Ratmansky’s “Concerto DSCH” isn’t new to PNB’s repertoire; the company first presented it in 2011. I don’t remember loving it then. Certainly not as much as I loved it this time around.
Set to Shostakovich’s Concerto No. 2 in F. major, (wonderfully performed by the PNB orchestra with pianist Christina Siemens), “Concerto DSCH” is crafted in three parts: sprightly opening and closing sections sandwich a wonderfully tender pas de deux, performed by the most excellent Karel Cruz and Carla Korbes.

“Concerto DSCH” is a big work, with a bevy of dancers. Carrie Imler, Jerome Tisserand and Seth Orza, a sassy trio in blue, threw out wickedly challenging leaps and spins like they were the easiest moves. And they punctuated their technical competence with so much fun; playful jabs and sideways glances at one another.
PNB company members in Ratmansky's "Concerto DSCH"
photo by Angela Sterling

It was bittersweet to watch departing corps members Raphael Bouchard, Eric Hipolito and Jahna Frantzikonis, as well as retiring soloist Kiyon Gaines, dancing their hearts out with fellow company members.
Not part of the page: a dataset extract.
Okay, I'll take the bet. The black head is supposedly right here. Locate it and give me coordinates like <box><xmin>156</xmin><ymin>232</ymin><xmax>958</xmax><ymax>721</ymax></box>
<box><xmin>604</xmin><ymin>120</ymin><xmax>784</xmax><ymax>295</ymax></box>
They were all crisp and clean, and they made Ratmansky’s complicated fugue of a dance clear and accessible.

Korbes and Cruz were a dream; in contrast with the other two movements of this Concerto, their duet is inward focused and contemplative-they danced a couple saying a tender goodbye to one another. But it felt as if they were also dancing their offstage emotions; Korbes was giving one of her last PNB performances with her regular partner Cruz. It was exquisite both technically and emotionally.
PNB Principal Dancers Carla Korbes and Karel Cruz in Ratmansky's "Concerto DSCH"
photo by Angela Sterling

Aside from fine performances, “Concerto DSCH” provided a great chance to appreciate how a choreographer deploys dancers in the service of a piece of music. Or perhaps, the dance and the music were mutually dependent, and seen and heard together, they are more than the sume of their parts.

Ratmansky used Shostakovich’s intricate composition as inspiration for an intricate ballet; at points, you have to choose which dancers to watch-the trio stage left, or Carrie Imler, who is teasing us with saucy sautes.
Never too many photos of PNB's Carrie Imler
this one, again, by Angela Sterling

Manuel Vignoulle’s “RIPple efFECT” doesn’t bear a lot of technical or emotional resemblance to Ratmansky’s work. But I couldn’t help comparing its interlocking sections, the variations in partnering in his work to “Concerto DSCH.”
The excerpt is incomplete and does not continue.